/CausalRCA_code

Primary LanguageJupyter Notebook

CausalRCA_code

Description

This repository includes codes and data for CausalRCA. CausalRCA is a root cause localization framework, including monitoring metrics collection, causal structure learning and root cause inference.

image

Data

We deploy the sock-shop with Kubernetes on several VMs in the cloud and inject anomalies to simulate performance issues of a running microservice application.

We collect data with data_collection_all_services.ipynb and put all data in the folder data_collected.
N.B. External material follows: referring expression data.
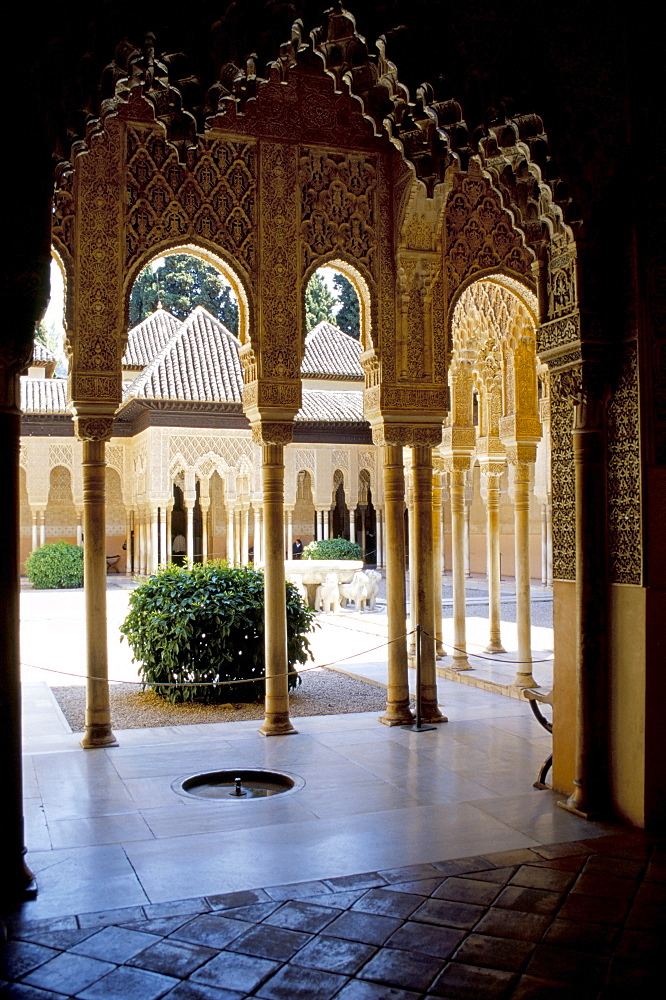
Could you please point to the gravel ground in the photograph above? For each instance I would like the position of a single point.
(323, 692)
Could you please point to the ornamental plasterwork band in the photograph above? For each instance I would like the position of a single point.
(93, 428)
(406, 435)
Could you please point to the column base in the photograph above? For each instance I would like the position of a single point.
(277, 724)
(431, 714)
(494, 646)
(97, 736)
(398, 713)
(525, 680)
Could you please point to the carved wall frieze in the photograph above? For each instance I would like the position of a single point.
(212, 198)
(338, 205)
(624, 474)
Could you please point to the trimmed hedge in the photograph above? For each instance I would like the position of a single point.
(203, 626)
(332, 548)
(55, 565)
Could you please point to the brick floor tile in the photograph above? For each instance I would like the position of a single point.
(388, 904)
(296, 983)
(68, 973)
(467, 890)
(365, 927)
(173, 958)
(530, 988)
(230, 900)
(577, 934)
(114, 944)
(513, 924)
(197, 991)
(231, 971)
(428, 939)
(448, 913)
(297, 915)
(499, 875)
(410, 873)
(593, 909)
(598, 883)
(334, 955)
(359, 989)
(17, 958)
(265, 941)
(402, 969)
(532, 877)
(494, 952)
(128, 984)
(210, 929)
(365, 881)
(528, 900)
(580, 968)
(468, 982)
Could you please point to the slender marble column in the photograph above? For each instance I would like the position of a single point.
(163, 537)
(397, 694)
(457, 492)
(521, 512)
(245, 536)
(422, 571)
(154, 539)
(493, 561)
(591, 795)
(276, 721)
(98, 732)
(437, 575)
(230, 536)
(189, 507)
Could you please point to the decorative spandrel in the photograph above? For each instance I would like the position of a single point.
(212, 198)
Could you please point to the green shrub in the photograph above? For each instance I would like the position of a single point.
(332, 548)
(55, 565)
(204, 624)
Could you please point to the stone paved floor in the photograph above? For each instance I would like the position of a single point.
(577, 921)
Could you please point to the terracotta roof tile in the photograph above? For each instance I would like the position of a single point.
(43, 395)
(200, 362)
(145, 341)
(330, 352)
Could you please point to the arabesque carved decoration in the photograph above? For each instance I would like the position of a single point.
(480, 233)
(212, 198)
(624, 480)
(338, 205)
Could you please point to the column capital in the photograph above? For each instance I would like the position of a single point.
(93, 427)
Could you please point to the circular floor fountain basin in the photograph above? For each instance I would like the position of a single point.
(239, 784)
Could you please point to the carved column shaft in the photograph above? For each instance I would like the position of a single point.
(422, 570)
(457, 493)
(493, 559)
(98, 732)
(397, 695)
(276, 721)
(521, 509)
(590, 796)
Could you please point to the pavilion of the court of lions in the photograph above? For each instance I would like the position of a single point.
(482, 423)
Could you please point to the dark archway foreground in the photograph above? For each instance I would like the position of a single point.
(519, 159)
We collect both service-level and resource-level data. At the service level, we collect the latency of each service. At the resource level, we collect container resource-related metrics, including CPU usage, memory usage, disk read and write, and network receive and transmit bytes.

Code

To run these python files, first install requirements with

pip install -r requirements.txt

We provide codes for benchmark methods and CausalRCA, including the three experiments in our paper for latency, single-service, and full-service tests.

For benchmark test, check bench_test-latency.ipynb, bench_test-single_service.ipynb, or bench_test-all_service.ipynb.

For CausalRCA, run train_latency.py, train_single_service.py, or train_all_services.py.

To repeat experiments, test_latency_per.sh, test_single_service_per.sh, and test_all_service_per.sh can be used.